İstanbul’un Şişli ilçesinde otomobilinde uğradığı silahlı saldırı sonucu hayatını kaybeden Avukat Serdar Öktem cinayeti ile ilgili yürütülen soruşturmada dikkat çekici yeni ayrıntılar ortaya çıktı. 13 şüphelinin gözaltında olduğu olayda, saldırı talimatının yurt dışından verildiği öğrenildi. Cinayetin, iki hasım suç örgütü arasındaki hesaplaşmadan kaynaklandığı değerlendiriliyor.
Cinayet Günü Neler Yaşandı?
Edinilen bilgilere göre olay, dün akşam saatlerinde 15 Temmuz Şehitler Köprüsü sapağında meydana geldi. Zincirlikuyu’dan Beşiktaş yönüne ilerleyen otomobile uzun namlulu silahlarla ateş açıldı. Saldırıda ağır yaralanan avukat Serdar Öktem, kaldırıldığı hastanede yapılan tüm müdahalelere rağmen yaşamını yitirdi.
13 Şüpheli Gözaltında
Cinayetin ardından İstanbul Emniyeti’ne bağlı İstihbarat ve Organize Suçlarla Mücadele Şube Müdürlüğü ekipleri geniş çaplı bir operasyon başlattı. İlk etapta 6 şüpheli yakalanırken, devam eden çalışmalarda olaya karıştığı tespit edilen 7 kişi daha gözaltına alındı. Aralarında iki reşit olmayan zanlının da bulunduğu toplam 13 şüphelinin sorguları sürüyor.

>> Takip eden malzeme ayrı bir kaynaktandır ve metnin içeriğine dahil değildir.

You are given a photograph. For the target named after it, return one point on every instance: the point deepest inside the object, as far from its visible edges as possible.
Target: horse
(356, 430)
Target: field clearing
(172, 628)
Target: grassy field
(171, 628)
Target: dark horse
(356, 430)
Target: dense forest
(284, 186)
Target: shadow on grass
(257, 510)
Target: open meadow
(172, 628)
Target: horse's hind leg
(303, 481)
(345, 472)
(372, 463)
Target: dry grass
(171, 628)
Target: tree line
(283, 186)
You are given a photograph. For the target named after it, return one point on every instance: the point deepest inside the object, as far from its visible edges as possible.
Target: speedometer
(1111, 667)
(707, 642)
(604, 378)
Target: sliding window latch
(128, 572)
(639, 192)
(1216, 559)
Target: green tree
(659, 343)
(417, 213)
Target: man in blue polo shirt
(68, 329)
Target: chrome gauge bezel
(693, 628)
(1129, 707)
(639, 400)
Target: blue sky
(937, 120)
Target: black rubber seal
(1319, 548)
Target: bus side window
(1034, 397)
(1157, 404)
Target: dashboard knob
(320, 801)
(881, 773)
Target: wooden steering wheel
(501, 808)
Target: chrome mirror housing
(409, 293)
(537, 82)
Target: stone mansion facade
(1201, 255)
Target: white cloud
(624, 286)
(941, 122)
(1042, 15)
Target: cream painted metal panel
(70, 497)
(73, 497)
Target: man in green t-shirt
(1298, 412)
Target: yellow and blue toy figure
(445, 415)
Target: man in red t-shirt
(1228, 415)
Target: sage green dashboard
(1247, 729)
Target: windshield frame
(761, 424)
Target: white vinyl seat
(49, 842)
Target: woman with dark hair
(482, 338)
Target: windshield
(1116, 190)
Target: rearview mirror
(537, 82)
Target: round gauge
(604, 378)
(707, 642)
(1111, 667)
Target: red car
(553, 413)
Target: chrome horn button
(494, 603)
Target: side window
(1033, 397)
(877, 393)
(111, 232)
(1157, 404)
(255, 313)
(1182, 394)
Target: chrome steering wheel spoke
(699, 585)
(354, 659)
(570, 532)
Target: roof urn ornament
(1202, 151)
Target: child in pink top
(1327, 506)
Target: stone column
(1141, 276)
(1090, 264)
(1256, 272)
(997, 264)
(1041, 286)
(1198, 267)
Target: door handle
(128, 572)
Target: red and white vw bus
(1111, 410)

Saldırı Talimatı Yurt Dışından
Yürütülen soruşturmada, saldırı emrinin yurt dışında firari durumdaki çete elebaşları tarafından verildiği tespit edildi. Bu talimatın Türkiye’deki S.Ö. adlı çete mensubuna iletildiği, S.Ö.’nün saldırı planını oluşturup eylem ekibine aktardığı belirlendi. Zanlının eylem hazırlığından infaz anına kadar tüm süreçte aktif rol aldığı ortaya çıktı.
Arnavutköy’de Yakalandılar
Emniyet güçleri, saldırganların kimliğini belirlemek için bölgedeki güvenlik kameralarını inceledi. Faillerden birinin olaydan önce bölgedeki bir işyerinden alışveriş yaptığı tespit edilince ekipler iz sürerek saldırıyı gerçekleştiren 5 kişi ile kaçış aracının sürücüsünü Arnavutköy’de yakaladı.
Avukat Serdar Öktem’in Geçmişi Dikkat Çekti
Cinayetle ilgili soruşturma derinleşirken, öldürülen avukat Serdar Öktem’in bir dönem “Şirinler Çetesi” olarak bilinen suç örgütünün lideri S.Ş.’nin avukatlığını yaptığı ortaya çıktı. Öktem’in daha sonra “Casperler” olarak anılan grupla da bağlantılı olduğu öne sürüldü. Bu nedenle cinayetin, iki çıkar amaçlı suç örgütü arasındaki çatışmadan kaynaklandığı değerlendiriliyor.